At a median follow-up of 9.4 months, median survival time was 12.5 months for patients who received bevacizumab plus chemotherapy vs 10.2 months for patients who received standard chemotherapy alone (P = .0075). Progression-free survival time was 6.4 months with bevacizumab vs 4.5 months without it (P < .0001), and the overall response to therapy was 27% for those receiving bevacizumab vs 10% for patients receiving chemotherapy alone (P < .0001).

An intriguing finding in a subset analysis was that men treated with bevacizumab/chemotherapy survived longer than women randomized to this regimen, Dr. Sandler told ONI. "Although these data are not mature," he said, "it is possible that women who went off the trial may have been administered tyrosine kinase inhibitors as second-line or even third-line therapy, which may have been responsible for this survival difference."

The investigators will continue to collect retrospective data from the study correlating biomarkers such as VEGF, fibroblast growth factor (FGF), and cell-adhesion molecules with survival and response outcomes, he added.

Well-Tolerated Regimens

Patients tolerated both regimens well, Dr. Sandler reported, with hemoptysis, an adverse event of significant concern in similar trials, being seen in the current study in only 1.3% of patients (n = 5) receiving chemotherapy/bevacizumab. No patients in the chemotherapy-alone group developed hemoptysis. "Hemoptysis was not a major concern and was not clinically significant in this trial," Dr. Sandler commented. "In all likelihood, this is because we excluded patients with NSCLC who had a squamous histology."

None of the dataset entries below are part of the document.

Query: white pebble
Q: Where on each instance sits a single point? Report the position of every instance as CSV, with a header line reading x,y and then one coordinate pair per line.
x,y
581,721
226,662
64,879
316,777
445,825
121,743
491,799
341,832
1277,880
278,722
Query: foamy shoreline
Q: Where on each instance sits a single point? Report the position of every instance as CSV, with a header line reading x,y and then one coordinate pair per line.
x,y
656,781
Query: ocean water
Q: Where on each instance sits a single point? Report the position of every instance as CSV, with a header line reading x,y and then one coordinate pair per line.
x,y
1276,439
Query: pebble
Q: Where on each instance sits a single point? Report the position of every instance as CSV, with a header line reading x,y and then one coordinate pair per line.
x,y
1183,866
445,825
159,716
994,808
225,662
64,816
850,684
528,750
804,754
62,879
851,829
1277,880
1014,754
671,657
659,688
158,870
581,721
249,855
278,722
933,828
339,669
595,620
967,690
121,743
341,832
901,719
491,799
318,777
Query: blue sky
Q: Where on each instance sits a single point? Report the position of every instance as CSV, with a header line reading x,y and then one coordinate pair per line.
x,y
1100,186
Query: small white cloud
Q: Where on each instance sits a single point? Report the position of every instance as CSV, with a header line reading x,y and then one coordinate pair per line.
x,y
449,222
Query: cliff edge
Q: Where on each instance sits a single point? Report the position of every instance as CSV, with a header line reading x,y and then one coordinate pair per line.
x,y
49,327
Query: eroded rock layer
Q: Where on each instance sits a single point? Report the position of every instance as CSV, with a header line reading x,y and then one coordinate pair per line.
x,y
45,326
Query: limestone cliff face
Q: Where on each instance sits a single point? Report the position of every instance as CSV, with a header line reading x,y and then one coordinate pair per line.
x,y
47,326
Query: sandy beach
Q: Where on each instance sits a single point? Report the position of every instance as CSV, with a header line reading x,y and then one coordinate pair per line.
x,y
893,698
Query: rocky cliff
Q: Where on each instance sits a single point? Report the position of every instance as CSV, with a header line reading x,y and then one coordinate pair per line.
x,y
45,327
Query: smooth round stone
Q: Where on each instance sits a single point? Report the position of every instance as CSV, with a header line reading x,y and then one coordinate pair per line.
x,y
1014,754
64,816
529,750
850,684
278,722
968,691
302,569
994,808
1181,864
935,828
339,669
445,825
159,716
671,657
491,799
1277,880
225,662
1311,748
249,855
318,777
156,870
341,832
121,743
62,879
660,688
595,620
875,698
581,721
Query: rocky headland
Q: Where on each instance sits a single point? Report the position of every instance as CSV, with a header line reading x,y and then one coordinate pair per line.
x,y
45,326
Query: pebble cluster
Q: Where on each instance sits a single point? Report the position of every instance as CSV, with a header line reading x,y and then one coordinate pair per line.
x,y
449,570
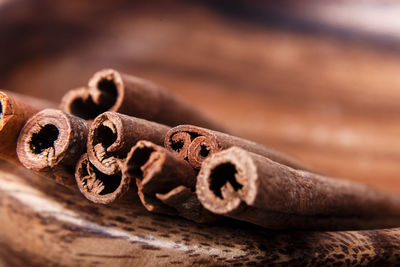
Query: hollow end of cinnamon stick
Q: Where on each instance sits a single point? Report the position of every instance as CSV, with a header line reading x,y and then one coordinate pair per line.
x,y
112,135
191,143
52,141
157,169
225,180
105,93
13,114
97,186
107,89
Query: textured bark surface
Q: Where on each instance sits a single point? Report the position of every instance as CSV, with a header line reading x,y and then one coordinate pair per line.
x,y
110,90
99,187
13,114
195,144
112,135
326,95
252,188
165,182
51,142
75,232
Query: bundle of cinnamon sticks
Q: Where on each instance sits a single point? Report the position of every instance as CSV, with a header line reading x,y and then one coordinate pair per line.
x,y
121,137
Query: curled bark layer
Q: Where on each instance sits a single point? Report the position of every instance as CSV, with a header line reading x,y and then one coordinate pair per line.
x,y
97,186
165,183
195,144
51,143
253,188
110,90
13,114
112,135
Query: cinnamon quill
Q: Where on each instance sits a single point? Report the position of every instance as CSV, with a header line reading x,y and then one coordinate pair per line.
x,y
97,186
110,90
13,114
112,135
249,187
51,143
165,183
195,144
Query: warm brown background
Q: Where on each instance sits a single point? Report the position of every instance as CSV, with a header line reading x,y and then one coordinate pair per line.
x,y
326,94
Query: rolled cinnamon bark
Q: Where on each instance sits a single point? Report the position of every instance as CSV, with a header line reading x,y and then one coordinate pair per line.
x,y
112,135
51,143
97,186
13,114
252,188
165,183
195,144
110,90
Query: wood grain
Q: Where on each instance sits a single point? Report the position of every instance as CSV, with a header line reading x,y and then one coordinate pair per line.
x,y
328,100
74,232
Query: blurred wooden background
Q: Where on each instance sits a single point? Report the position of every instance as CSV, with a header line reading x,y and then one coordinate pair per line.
x,y
307,80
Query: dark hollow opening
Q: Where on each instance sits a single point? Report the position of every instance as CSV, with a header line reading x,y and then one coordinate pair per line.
x,y
139,158
44,139
109,93
110,182
86,109
104,135
204,151
177,145
222,174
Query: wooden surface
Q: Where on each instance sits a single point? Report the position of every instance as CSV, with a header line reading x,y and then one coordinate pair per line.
x,y
45,224
328,100
327,96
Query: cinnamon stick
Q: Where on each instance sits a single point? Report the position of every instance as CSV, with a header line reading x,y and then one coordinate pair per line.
x,y
97,186
112,135
195,144
253,188
13,114
110,90
51,143
165,182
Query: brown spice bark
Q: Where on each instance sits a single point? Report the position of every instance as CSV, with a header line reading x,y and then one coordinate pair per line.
x,y
97,186
195,144
165,182
51,143
110,90
253,188
13,114
112,135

Grade 4-5 neutropenia was noted in 16.4% of patients on chemotherapy alone vs 24% whose treatment included bevacizumab. Grade 3-4 thrombosis/embolism was seen in 3% vs 3.8% of patients, respectively, and hemorrhage was observed in 1.0% vs 4.1% of patients, respectively.

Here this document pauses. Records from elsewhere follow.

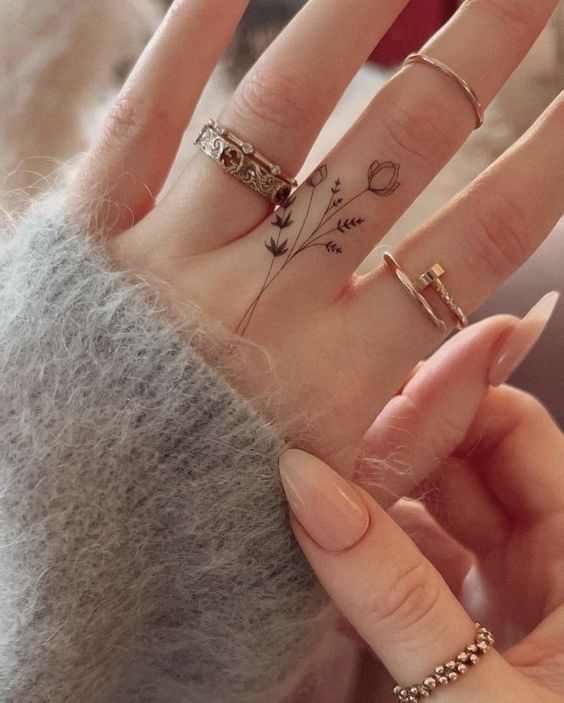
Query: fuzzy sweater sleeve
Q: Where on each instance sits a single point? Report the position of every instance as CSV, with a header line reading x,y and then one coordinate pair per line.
x,y
145,552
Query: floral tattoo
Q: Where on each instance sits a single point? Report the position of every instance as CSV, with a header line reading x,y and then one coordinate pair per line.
x,y
329,230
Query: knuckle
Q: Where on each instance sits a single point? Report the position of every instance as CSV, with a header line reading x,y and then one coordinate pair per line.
x,y
500,241
274,98
410,599
418,131
525,406
130,116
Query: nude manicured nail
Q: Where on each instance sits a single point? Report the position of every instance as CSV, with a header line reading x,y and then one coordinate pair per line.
x,y
522,339
326,505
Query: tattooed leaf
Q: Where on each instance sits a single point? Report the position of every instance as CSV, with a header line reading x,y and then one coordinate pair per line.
x,y
333,248
283,222
288,202
349,223
276,249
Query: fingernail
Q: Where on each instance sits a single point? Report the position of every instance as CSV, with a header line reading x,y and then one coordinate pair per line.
x,y
325,504
523,338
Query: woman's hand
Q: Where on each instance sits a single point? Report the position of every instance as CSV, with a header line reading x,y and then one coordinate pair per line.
x,y
338,346
496,492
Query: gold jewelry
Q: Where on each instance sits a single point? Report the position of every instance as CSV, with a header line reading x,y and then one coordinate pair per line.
x,y
432,278
393,266
449,672
440,66
243,161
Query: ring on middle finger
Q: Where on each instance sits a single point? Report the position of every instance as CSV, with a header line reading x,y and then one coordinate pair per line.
x,y
242,160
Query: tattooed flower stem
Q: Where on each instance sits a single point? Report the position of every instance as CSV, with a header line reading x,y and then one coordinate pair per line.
x,y
301,228
382,180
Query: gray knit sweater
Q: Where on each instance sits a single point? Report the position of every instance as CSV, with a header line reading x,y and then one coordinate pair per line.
x,y
145,552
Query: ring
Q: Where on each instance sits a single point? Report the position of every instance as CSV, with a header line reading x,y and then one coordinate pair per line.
x,y
432,278
449,672
440,66
243,161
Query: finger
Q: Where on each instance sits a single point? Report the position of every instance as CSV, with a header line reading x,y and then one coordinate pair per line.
x,y
448,556
422,426
480,238
380,581
130,160
412,128
279,107
511,439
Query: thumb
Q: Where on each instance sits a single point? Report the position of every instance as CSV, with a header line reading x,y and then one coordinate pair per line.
x,y
395,599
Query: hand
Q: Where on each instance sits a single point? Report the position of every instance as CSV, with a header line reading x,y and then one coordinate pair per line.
x,y
495,491
285,282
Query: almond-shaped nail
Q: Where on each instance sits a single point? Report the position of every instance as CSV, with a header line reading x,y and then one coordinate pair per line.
x,y
326,505
523,338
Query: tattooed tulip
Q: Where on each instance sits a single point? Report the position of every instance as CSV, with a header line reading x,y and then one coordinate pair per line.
x,y
318,176
383,178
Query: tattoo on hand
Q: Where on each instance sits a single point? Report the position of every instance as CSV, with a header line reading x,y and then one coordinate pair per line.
x,y
382,181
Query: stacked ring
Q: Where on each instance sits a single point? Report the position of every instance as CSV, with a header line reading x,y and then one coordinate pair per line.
x,y
431,278
242,160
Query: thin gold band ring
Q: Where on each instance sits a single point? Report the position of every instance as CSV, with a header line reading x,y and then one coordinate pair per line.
x,y
432,278
464,85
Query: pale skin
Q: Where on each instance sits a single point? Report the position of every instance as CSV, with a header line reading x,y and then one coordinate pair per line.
x,y
338,346
495,516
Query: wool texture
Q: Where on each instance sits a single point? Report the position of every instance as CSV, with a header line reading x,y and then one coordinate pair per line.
x,y
145,549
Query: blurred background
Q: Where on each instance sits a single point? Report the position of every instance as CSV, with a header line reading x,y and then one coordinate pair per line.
x,y
63,61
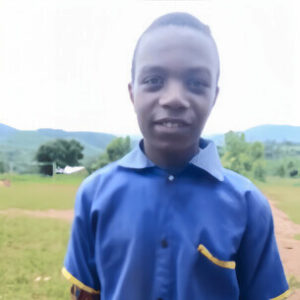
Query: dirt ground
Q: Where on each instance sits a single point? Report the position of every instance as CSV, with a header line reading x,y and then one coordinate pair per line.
x,y
285,231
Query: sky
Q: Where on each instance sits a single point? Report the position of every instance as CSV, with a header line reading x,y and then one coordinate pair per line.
x,y
65,64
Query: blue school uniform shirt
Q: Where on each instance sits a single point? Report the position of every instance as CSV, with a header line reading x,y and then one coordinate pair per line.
x,y
140,232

There were 11 treatment-related deaths in the study: 2 were in the chemotherapy-alone arm, and 9 were in the arm that included bevacizumab, with 5 of these 9 deaths occurring from hemoptysis. (No deaths from hemoptysis occurred with chemotherapy alone.)

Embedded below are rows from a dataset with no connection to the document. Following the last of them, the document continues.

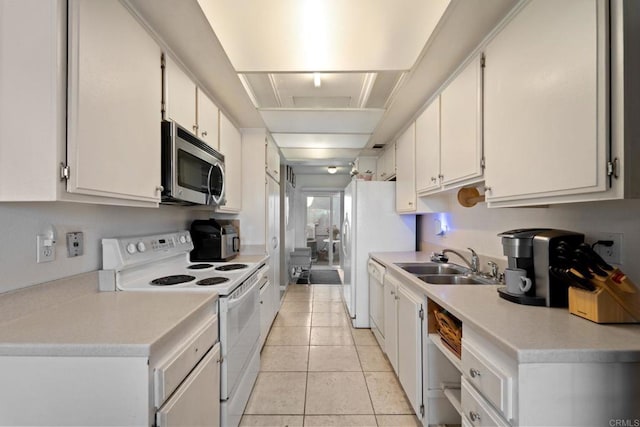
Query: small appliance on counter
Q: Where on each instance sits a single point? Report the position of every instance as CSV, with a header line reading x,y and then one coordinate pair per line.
x,y
214,240
531,253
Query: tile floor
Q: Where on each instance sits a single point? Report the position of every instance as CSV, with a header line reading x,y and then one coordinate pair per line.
x,y
318,371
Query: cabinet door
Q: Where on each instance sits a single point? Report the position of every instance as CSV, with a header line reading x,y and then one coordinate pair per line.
x,y
428,148
207,120
391,322
273,160
113,139
545,102
180,96
405,174
231,147
410,346
461,126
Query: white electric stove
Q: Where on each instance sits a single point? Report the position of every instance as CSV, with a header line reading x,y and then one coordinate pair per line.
x,y
160,263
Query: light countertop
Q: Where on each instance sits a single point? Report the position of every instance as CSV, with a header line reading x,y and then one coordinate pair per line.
x,y
528,334
104,324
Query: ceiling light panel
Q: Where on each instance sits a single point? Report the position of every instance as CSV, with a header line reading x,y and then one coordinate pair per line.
x,y
301,140
322,121
323,35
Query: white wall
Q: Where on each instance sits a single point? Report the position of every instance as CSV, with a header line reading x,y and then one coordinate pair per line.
x,y
312,183
21,222
478,227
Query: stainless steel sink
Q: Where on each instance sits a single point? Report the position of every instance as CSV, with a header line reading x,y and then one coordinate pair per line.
x,y
432,268
454,279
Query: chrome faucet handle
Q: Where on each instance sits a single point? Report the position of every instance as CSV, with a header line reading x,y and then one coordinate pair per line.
x,y
475,261
439,257
495,271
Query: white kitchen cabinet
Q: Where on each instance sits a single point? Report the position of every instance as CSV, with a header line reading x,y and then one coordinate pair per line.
x,y
391,321
231,147
386,165
428,148
207,120
186,104
461,127
112,107
273,159
410,344
405,174
546,110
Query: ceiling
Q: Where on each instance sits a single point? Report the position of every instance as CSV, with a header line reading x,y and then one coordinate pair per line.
x,y
378,62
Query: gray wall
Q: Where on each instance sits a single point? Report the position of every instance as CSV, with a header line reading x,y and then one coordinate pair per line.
x,y
477,227
21,222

Given the significant clinical improvements seen in this study, Dr. Sandler noted that the regimen is ECOG’s new treatment standard for this patient population. "This paclitaxel/carboplatin doublet in combination with bevacizumab will be the accepted standard of care for patients with nonsquamous NSCLC and ultimately other platinum-based doublets in combination with bevacizumab," he concluded.